全固体電池は熱に強く、寿命も長い、成形も自由に

 全固体電池は、リチウムイオン電池の課題の多くをクリアします。電解液がなく正極と負極の間に固体電解質のセパレーター層を利用するため、液体が抱える弱点を解消できます。高温・低温の温度変化に強く、燃えやすい材料を使用しないので、安定性と安全性が高まります。

 急速充電もこれまで以上のスピードで対応できます。スマホで体験済みだと思いますが、電池は急速に充電すると高熱になってしまいます。高温になると性能が劣化するリチウムイオン電池は、どうしても充電に時間がかかります。高温に強い全固体電池は発熱による心配が減るので、安全な急速充電が可能になります。

 しかも、寿命も長い。固体の電解質は電解液に比べて劣化が少ないためです。電解液の制約から解放され液漏れなどの心配もなくなります。
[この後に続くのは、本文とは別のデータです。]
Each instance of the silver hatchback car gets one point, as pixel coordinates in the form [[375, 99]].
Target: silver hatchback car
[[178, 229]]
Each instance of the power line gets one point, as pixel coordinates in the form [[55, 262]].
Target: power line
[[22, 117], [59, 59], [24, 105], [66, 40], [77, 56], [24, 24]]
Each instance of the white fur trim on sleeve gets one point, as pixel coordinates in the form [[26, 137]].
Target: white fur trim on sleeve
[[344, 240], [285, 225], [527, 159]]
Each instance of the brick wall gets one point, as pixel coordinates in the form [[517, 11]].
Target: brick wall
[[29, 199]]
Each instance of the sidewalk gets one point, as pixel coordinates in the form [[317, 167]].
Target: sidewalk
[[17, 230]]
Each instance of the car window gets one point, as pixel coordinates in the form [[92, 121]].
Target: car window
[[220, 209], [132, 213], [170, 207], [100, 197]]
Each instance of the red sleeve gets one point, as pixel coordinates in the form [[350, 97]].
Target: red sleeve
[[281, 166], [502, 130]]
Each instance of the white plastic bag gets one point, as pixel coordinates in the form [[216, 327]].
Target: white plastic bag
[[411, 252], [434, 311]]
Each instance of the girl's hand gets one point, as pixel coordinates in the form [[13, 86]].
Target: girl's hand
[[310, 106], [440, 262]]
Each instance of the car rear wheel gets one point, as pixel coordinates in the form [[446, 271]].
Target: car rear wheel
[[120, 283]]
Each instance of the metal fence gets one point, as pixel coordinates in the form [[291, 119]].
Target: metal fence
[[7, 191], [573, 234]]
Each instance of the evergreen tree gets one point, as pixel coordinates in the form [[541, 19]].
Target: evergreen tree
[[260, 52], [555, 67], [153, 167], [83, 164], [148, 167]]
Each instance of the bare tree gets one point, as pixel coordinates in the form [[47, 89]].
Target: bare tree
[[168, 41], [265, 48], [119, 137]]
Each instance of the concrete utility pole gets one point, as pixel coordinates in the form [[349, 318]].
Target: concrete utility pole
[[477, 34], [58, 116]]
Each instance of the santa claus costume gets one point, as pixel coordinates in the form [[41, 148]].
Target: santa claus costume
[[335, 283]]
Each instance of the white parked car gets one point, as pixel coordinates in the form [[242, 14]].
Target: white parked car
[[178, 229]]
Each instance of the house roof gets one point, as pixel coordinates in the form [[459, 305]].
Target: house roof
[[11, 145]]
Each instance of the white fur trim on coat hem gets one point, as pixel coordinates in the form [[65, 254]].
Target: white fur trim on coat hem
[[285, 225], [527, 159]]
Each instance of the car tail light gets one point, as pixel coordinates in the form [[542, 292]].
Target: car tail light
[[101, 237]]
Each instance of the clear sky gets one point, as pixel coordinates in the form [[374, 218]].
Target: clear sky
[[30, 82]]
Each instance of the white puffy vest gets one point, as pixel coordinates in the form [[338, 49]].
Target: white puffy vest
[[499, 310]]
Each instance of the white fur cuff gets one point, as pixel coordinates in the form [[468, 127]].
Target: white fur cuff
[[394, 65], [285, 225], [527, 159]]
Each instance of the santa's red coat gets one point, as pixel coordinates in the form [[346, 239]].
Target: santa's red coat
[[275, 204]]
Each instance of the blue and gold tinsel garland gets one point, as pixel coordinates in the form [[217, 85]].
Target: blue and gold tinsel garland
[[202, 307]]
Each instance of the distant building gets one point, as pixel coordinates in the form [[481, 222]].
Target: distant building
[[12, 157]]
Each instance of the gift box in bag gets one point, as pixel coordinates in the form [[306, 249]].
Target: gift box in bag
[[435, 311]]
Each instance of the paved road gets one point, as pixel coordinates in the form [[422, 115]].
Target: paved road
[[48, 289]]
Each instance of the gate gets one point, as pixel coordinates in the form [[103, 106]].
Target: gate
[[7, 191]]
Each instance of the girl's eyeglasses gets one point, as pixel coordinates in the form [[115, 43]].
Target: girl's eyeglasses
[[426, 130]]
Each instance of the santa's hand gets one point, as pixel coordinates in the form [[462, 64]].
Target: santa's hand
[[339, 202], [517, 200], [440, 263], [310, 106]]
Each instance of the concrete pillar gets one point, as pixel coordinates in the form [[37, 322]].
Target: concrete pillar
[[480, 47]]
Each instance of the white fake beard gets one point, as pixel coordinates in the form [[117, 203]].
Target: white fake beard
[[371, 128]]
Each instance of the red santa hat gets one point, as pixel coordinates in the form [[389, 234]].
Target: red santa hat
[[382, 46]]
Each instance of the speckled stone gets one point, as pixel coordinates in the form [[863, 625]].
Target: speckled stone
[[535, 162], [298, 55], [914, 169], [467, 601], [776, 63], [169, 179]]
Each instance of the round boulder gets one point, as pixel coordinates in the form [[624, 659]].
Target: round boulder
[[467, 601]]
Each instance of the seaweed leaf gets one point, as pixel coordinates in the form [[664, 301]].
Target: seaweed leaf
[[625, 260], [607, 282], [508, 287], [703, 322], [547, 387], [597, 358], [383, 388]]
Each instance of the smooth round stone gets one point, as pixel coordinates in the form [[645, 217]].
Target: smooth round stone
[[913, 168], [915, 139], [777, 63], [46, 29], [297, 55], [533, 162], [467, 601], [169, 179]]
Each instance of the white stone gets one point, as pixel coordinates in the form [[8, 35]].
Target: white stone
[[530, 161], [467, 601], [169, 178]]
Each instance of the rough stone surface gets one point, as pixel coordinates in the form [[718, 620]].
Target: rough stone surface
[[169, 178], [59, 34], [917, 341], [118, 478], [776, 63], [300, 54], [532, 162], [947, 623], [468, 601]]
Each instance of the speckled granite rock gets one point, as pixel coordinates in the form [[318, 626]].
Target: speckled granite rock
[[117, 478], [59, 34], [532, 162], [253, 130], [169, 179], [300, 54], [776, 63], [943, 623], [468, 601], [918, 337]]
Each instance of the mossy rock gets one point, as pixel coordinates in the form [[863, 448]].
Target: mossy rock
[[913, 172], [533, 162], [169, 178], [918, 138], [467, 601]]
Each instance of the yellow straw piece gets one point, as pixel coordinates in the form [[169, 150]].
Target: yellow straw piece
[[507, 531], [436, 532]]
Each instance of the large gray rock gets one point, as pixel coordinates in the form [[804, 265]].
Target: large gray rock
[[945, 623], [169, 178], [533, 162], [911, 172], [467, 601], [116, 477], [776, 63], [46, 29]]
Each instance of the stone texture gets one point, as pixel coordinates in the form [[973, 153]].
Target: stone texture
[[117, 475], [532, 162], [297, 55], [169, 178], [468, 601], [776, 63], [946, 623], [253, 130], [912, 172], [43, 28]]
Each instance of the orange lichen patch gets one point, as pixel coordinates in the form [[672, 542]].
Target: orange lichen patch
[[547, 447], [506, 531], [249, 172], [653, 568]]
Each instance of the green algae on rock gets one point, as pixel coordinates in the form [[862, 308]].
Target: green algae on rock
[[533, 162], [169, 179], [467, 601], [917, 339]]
電池の形状を小型にしたり、薄型にしたりと成形の自由度が一気に高まる恩恵も期待できます。

大容量のエネルギーを携帯する時が来るかも

 スマートフォンが手軽に使えるようになったのは、繰り返し充電できるリチウムイオン電池のおかげです。全固体電池はより利便性を高め、しかも自由に成形できるため、電気というエネルギーをこれまで以上に多くの用途で使えます。大容量の電気をスマホのように片手で持ち歩きできるかもしれません。いわばエネルギー携帯の時代です。

 EVにとどまらず幅広い機械でも多くの恩恵が見込めるだけに、電子部品メーカーのみならず自動車メーカーも開発を急いでいます。掃除機で知られる英国のダイソンが開発を宣言しましたが、結局開発を断念しています。まだまだ量産化へのハードルは高いものの、マクセルが世界で初めて量産化を開始したからといって、市場で高いシェアを占めることはないでしょう。

マクセル が先駆を切れば、開発・生産競争に拍車

 マクセルの量産化をきっかけに開発・生産競争が拍車がかかるのは確実。ただ、リチウムイオン電池の原理は日本で先行しましたが、実用化や生産では日本のメーカーは取り残されています。これから本格的に迎える電動化時代を迎えるわけですから、リチウムイオン電池から全固体電池へ移行は日本が巻き返す好機です。マクセルはその先駆として期待し続けていきたいです。